Aber Vorsicht. Bin selber die Tour 2x gefahren.
1. Weil sie einfach super ist, geile Trails bergauf und bergab, und ein absolut traumhafter 360 Grad Ausblick.
2. Weil ich nochmals bestätigt haben wollte das der Verfasser der Tourenbeschreibung, besoffen, bekifft oder der Trailbeschreibungsnullchecker war.

Die auschneidbare Beschreibung ist schonmal  fehlerhaft, da zwar die Karte und Wegbeschreibung stimmen aber nicht das Höhenprofil ( wurde verwechselt ) und die ist nicht ganz unwichtig.

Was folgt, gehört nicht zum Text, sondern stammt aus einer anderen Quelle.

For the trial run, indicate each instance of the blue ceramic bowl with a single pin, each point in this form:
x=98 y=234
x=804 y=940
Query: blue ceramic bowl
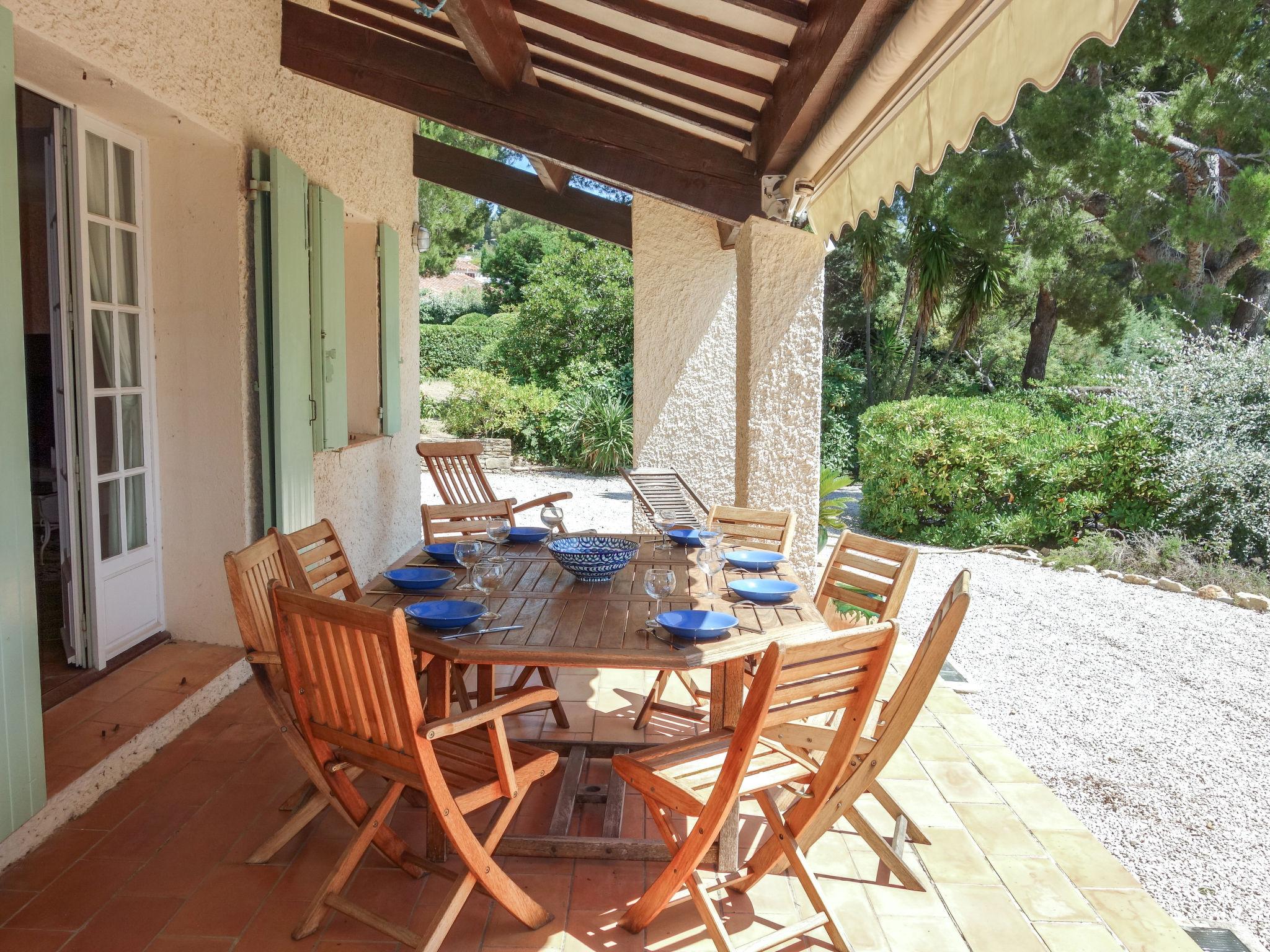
x=593 y=558
x=445 y=615
x=418 y=578
x=696 y=625
x=753 y=560
x=691 y=539
x=763 y=589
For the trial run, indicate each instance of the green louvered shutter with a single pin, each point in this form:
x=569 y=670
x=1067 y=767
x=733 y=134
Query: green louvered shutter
x=283 y=340
x=390 y=330
x=327 y=302
x=22 y=735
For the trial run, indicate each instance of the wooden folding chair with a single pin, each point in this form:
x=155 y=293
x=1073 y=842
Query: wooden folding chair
x=757 y=528
x=450 y=523
x=873 y=754
x=665 y=491
x=458 y=474
x=351 y=674
x=704 y=776
x=249 y=574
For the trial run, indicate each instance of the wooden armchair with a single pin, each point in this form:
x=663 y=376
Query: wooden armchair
x=455 y=469
x=249 y=574
x=351 y=674
x=704 y=776
x=450 y=523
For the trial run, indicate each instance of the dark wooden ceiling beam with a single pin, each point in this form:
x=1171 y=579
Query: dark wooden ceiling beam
x=785 y=11
x=643 y=48
x=631 y=151
x=700 y=29
x=502 y=184
x=825 y=59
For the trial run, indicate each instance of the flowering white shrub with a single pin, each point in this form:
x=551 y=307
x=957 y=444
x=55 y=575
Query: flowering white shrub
x=1209 y=398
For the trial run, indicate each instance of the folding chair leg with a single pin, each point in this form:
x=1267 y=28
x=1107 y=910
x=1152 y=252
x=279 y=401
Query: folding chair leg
x=888 y=855
x=533 y=914
x=349 y=861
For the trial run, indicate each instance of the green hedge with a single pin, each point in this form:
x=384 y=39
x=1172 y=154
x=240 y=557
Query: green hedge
x=470 y=342
x=1024 y=469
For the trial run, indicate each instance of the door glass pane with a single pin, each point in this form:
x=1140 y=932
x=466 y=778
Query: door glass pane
x=103 y=350
x=107 y=452
x=127 y=266
x=99 y=262
x=130 y=351
x=109 y=511
x=125 y=186
x=135 y=491
x=98 y=175
x=130 y=415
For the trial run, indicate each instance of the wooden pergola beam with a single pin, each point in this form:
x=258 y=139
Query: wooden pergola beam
x=630 y=151
x=502 y=184
x=825 y=59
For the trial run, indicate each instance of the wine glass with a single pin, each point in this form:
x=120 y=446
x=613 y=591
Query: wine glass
x=487 y=574
x=710 y=562
x=553 y=517
x=658 y=583
x=468 y=552
x=664 y=521
x=499 y=531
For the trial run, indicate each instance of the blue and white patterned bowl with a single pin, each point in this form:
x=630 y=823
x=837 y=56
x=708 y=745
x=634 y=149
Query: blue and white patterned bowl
x=593 y=558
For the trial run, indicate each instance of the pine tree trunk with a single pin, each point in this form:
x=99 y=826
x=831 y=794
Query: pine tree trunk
x=1250 y=314
x=1043 y=328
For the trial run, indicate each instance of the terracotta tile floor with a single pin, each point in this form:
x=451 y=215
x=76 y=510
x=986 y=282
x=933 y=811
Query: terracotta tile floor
x=156 y=865
x=87 y=728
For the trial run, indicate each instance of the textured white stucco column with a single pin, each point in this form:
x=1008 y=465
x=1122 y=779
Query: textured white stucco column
x=685 y=348
x=780 y=295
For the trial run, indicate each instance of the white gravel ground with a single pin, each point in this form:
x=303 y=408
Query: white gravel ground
x=1146 y=711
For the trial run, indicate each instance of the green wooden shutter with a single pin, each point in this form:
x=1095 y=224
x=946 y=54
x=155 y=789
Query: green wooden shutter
x=22 y=735
x=327 y=301
x=283 y=340
x=390 y=330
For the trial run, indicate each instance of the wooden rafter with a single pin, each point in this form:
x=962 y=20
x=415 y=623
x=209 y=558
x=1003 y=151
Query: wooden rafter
x=825 y=58
x=631 y=151
x=643 y=48
x=502 y=184
x=700 y=29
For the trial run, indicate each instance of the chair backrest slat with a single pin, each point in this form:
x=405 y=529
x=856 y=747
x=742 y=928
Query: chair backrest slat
x=316 y=563
x=757 y=528
x=864 y=574
x=448 y=523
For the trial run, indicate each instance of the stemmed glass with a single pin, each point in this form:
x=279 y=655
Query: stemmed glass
x=662 y=522
x=658 y=583
x=710 y=560
x=499 y=531
x=468 y=552
x=487 y=575
x=553 y=517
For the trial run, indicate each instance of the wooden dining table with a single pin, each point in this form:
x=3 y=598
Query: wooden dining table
x=571 y=624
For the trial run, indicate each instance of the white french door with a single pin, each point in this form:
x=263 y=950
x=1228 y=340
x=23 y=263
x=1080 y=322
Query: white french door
x=115 y=367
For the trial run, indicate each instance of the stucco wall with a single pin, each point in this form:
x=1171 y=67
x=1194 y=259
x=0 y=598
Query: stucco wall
x=780 y=293
x=202 y=84
x=685 y=348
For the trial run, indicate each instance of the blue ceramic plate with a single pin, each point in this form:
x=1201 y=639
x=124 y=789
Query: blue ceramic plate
x=593 y=558
x=696 y=625
x=763 y=589
x=442 y=552
x=418 y=578
x=691 y=539
x=753 y=560
x=445 y=615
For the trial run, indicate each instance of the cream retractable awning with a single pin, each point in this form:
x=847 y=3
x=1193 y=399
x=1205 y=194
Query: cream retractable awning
x=946 y=65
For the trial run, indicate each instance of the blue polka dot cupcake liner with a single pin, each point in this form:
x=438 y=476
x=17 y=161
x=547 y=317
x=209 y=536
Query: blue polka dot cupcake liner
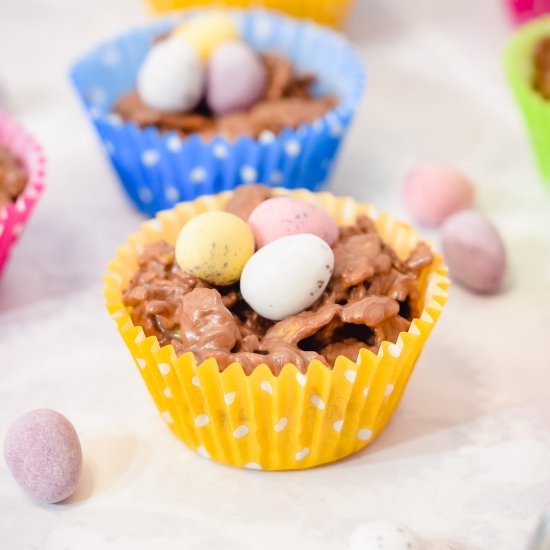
x=158 y=170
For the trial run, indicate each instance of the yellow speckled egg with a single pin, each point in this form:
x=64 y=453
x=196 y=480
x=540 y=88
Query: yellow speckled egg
x=214 y=247
x=208 y=31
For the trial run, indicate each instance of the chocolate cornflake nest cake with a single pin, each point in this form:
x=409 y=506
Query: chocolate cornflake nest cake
x=13 y=177
x=541 y=66
x=371 y=296
x=287 y=103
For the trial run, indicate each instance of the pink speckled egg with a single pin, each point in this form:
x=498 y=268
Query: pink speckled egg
x=236 y=78
x=43 y=453
x=474 y=251
x=284 y=216
x=432 y=193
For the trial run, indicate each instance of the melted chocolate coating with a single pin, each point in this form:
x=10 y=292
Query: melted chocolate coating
x=287 y=103
x=13 y=177
x=541 y=65
x=372 y=297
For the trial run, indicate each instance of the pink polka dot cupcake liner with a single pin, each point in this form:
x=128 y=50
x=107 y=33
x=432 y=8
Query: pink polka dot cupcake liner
x=14 y=217
x=525 y=10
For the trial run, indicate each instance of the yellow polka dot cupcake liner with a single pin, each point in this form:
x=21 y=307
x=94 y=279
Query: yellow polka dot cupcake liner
x=291 y=421
x=327 y=12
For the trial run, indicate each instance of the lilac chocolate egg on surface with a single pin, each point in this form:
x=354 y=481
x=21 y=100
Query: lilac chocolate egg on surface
x=474 y=251
x=43 y=453
x=284 y=216
x=432 y=193
x=236 y=78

Einen Abzweig verpasst, und du kannst gute 700 HM und 30-40 Km dazurechnen.

Ich hab leider den Fehler gemacht nur die Beschreibung mitzunehmen, da meine Bozner Wanderkarte genau vor dem Monte Roen aufhört, und keinen Bock hatte für eine Tour ne neue Karte zu kaufen.


----------



## VinschgauMTB (23. September 2008)

Mr. Teflon schrieb:


> Hallo,
> 
> 58km. Ganz schön finde ich. Da ist Prad wohl etwas zu weit weg.
> Mal sehen. Ich werde es vorschlagen. Die 10/08 habe ich jetzt gerade vor mir.
> ...




Mit der Vinschgerbahn kommst Du bis Bozen.
Ja, die Fahrradmitnahme kostet pro Fahrt 4.- Euro, ist schon recht viel, zumal der Zug v.a. vormittags regelmäßig überfüllt ist. Ist dann mit dem Rad schon recht ungemütlich.


----------



## MTB-News.de




----------



## maxa (23. September 2008)

lt. MB fahren die ab Kaltern mit der Standseilbahn zum Mendelpass.
Nachdem der Pass aber schön mit dem Bike fahrbar ist, und für diese Jahreszeit Vormittags schön in der Sonne liegt, sind die 700 HM zum Pass gut angelegt, zumal man da schon gut warmgefahren ist.
Vom Pass bis zur Halbweghütte sind nur ein paar kurze knackige Anstiege drin.
Ab der Halbweghütte gehts dann richtig zur Sache. Bis auf ein 5 meterlanges  rutschiges Felsstück sind die Trailstücke alle fahrbar, vorausgesetzt man kann sehr gut Trailfahren, bergauf. Ansonsten sind das 4-5 kurze Schiebepassagen im Wald.
Ab der Romenohütte ( oder so ähnlich ) wirds haarig.
Mein Hac5 hat bis 36% Steigung angezeigt bei gutem Schotter. Wer genug Kraft, Ausdauer und Balance hat, kann das fahren.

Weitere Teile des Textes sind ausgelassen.